Jack Finney - Le Voyage de Simon Morley

Le Voyage de Simon Morley, Jack Finney, 1970, 473 pages

Simon Morley est un jeune dessinateur new-yorkais dont l'existence n'a rien de particulière. Jusqu'au jour où un homme lui propose d'intégrer un projet ultra secret dont le but est le voyage dans le temps. Avec une méthode inédite qui ne nécessite pas de machine, seulement le conditionnement de l'esprit.

Si une vieille histoire de famille servira d'excuse à créer une petite intrigue au sein de ce voyage temporel, Le Voyage de Simon Morley est surtout un guide touristico-historique du New-York de 1882, clichés à l'appui. Jack Finney y promène le lecteurice en long, en large et en travers, avec un luxe de détails sur les bâtiments et technologies de l'époque. C'est sans conteste un impressionnant travail de recherche et de restitution.

D'un point de vue romanesque, c'est bien moins resplendissant, puisqu'il est régulièrement possible de sauter des pages entières sans rien perdre de l'intrigue, si ce n'est un déplacement de quelques rues. C'est aussi vide d'histoire que c'est plein d'Histoire. Si vous adorez Connie Willis mais que vous trouvez que ses intrigues sont si neutres qu'on pourrait les réduire sans rien y perdre, alors Le Voyage de Simon Morley est fait pour vous.

Couverture : Benjamin Carré / Traduction : Hélène Collon
D'autres avis : Lune, Xapur, Acr0, ...

dimanche 9 mai 2021

Richard Matheson - Journal des années de poudre

Journal des années de poudre, Richard Matheson, 1991, 265 pages

En 1876, plusieurs années après leur dernière rencontre, Frank Leslie croise dans un saloon Clay Halser, as de la gâchette et véritable légende de l'Ouest.
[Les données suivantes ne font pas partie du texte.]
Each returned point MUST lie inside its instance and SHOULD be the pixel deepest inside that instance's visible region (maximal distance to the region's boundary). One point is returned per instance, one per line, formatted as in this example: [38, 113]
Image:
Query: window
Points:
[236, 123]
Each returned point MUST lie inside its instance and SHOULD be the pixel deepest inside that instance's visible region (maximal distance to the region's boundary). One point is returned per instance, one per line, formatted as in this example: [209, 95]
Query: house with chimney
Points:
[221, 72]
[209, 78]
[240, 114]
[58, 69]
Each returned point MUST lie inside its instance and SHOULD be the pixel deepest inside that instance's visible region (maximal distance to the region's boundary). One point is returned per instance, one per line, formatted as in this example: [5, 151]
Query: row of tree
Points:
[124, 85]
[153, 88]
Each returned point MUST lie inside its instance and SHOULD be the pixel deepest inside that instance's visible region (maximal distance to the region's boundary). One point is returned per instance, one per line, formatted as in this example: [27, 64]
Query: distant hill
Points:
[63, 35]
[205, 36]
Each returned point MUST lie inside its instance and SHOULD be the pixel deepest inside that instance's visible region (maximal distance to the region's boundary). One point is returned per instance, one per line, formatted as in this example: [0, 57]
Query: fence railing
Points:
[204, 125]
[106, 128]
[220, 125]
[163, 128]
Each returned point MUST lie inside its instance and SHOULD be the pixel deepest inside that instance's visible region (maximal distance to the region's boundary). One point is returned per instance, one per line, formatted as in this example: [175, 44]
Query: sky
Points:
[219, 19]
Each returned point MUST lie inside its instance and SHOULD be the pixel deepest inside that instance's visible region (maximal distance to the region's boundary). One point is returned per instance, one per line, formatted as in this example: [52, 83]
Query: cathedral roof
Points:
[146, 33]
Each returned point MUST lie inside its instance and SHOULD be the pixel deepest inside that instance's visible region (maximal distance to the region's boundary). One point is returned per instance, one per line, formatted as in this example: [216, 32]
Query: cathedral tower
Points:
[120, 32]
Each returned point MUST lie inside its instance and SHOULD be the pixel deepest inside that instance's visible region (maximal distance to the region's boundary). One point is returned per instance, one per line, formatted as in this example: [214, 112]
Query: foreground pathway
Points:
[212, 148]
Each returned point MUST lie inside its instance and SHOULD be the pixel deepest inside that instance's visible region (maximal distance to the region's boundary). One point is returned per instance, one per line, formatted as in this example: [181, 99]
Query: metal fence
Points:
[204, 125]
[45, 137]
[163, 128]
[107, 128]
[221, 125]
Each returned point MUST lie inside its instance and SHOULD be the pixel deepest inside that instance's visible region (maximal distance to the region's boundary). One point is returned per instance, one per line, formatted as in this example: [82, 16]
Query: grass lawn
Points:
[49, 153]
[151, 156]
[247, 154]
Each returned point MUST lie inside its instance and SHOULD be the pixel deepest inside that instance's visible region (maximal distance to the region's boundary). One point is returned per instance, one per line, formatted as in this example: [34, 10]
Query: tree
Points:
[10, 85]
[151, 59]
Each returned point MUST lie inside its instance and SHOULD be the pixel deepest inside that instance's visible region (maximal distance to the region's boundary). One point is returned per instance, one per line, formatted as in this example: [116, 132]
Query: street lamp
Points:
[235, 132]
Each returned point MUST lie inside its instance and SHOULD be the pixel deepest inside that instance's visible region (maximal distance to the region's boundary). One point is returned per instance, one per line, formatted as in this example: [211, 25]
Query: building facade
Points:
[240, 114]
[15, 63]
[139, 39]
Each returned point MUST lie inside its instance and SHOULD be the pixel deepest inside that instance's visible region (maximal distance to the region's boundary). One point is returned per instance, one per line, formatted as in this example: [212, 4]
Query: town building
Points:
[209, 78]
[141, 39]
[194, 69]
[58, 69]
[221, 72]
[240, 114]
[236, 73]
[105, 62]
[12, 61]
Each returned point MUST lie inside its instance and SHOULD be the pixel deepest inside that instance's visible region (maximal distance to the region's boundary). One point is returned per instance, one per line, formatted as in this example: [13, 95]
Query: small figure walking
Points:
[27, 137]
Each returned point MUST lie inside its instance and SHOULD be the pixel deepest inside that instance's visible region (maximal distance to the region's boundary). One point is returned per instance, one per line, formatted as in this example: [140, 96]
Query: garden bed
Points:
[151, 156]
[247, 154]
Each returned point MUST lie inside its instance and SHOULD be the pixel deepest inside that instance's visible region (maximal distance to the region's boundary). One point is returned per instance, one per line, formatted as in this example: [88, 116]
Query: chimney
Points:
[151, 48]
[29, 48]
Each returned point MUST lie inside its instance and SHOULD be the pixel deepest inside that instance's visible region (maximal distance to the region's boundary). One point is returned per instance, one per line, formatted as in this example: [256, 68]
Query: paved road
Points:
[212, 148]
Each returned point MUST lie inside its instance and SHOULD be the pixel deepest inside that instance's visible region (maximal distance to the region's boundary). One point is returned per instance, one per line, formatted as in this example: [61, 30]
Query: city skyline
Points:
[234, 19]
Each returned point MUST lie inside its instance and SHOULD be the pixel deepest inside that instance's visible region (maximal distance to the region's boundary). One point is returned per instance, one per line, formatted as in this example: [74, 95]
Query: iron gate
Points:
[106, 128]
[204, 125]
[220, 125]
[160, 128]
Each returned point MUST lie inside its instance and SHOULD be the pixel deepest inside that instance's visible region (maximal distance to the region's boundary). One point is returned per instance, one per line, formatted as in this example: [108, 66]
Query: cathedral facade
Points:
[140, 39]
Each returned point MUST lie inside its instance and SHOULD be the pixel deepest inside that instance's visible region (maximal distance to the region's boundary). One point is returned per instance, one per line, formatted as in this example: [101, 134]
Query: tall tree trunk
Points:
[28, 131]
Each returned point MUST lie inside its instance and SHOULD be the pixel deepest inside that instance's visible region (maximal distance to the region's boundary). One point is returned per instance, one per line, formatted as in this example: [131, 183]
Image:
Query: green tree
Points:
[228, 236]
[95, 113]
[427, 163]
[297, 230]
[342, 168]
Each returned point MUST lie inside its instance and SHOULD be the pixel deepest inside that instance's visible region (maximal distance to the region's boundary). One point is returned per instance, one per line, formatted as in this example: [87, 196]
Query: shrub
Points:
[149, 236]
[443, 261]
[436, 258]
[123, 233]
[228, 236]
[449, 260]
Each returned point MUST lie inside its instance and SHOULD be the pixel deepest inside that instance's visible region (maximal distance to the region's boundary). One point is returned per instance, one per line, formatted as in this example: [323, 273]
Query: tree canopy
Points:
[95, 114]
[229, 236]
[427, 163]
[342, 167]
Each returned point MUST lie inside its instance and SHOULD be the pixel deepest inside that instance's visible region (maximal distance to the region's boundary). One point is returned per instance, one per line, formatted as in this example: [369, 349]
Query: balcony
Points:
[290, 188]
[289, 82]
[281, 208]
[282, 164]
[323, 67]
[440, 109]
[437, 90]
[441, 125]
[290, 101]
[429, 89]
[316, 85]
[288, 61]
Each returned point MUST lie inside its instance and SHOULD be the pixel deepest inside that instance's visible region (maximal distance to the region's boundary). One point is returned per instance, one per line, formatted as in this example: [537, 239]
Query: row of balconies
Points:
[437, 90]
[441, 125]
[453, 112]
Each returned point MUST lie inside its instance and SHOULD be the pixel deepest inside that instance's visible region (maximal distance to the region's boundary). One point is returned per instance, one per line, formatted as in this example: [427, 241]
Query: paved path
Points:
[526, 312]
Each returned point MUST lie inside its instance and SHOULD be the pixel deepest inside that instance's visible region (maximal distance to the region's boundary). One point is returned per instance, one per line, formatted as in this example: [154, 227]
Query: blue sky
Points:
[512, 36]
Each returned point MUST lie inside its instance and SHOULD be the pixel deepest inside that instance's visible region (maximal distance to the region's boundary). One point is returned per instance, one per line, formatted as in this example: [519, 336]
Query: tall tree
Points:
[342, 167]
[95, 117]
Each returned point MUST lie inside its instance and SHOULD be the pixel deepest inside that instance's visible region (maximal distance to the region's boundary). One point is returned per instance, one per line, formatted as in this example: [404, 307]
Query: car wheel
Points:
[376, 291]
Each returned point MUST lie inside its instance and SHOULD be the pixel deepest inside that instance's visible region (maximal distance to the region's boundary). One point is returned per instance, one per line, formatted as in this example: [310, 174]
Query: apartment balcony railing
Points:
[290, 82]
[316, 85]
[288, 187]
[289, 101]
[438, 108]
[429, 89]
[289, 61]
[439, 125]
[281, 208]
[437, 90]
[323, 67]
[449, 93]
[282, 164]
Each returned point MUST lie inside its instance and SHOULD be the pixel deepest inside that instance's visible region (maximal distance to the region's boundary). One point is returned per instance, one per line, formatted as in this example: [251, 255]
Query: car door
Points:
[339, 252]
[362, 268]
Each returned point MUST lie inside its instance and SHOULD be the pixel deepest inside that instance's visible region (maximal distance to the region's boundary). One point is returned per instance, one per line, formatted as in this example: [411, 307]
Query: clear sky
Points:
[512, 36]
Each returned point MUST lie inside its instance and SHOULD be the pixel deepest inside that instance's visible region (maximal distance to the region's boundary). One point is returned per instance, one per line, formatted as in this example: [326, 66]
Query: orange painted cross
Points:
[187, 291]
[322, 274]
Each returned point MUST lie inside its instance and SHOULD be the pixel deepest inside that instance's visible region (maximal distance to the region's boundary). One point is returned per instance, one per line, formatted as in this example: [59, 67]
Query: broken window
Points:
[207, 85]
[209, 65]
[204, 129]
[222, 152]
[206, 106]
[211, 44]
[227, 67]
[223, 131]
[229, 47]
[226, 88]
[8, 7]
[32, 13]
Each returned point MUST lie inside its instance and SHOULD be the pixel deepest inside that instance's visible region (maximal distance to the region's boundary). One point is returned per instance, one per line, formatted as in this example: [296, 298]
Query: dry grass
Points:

La rencontre est de courte durée puisque Clay sera tué quelques minutes plus tard. Chargé de ses affaires suite à son décès, Frank va tomber sur les carnets intimes du pistolier et découvrir la dure réalité derrière la légende.

Chose étonnante vu la collection où il est édité, Journal des années de poudre n'est nullement un roman d'imaginaire mais bien un western. Loin des représentations parfois idéalisées, Richard Matheson propose un Far-West sombre et cruel où il ne fait pas bon vivre. Plus encore, l'auteur détricote le mythe de la "légende", rendant son sens premier au terme, plein d'embellissement et d'exagération.

S'il n'a rien de transcendant, Journal des années de poudre reste un western plus que correct qui se lit de manière tout à fait agréable. Outre les qualités du récit en lui-même, il possède un très bon rythme notamment grâce à un astucieux système de coupes et de résumés réalisés par Frank Leslie dans le journal de Clay Halser. Un journal qui sent toujours la poudre mais qui n'a nullement pris la poussière.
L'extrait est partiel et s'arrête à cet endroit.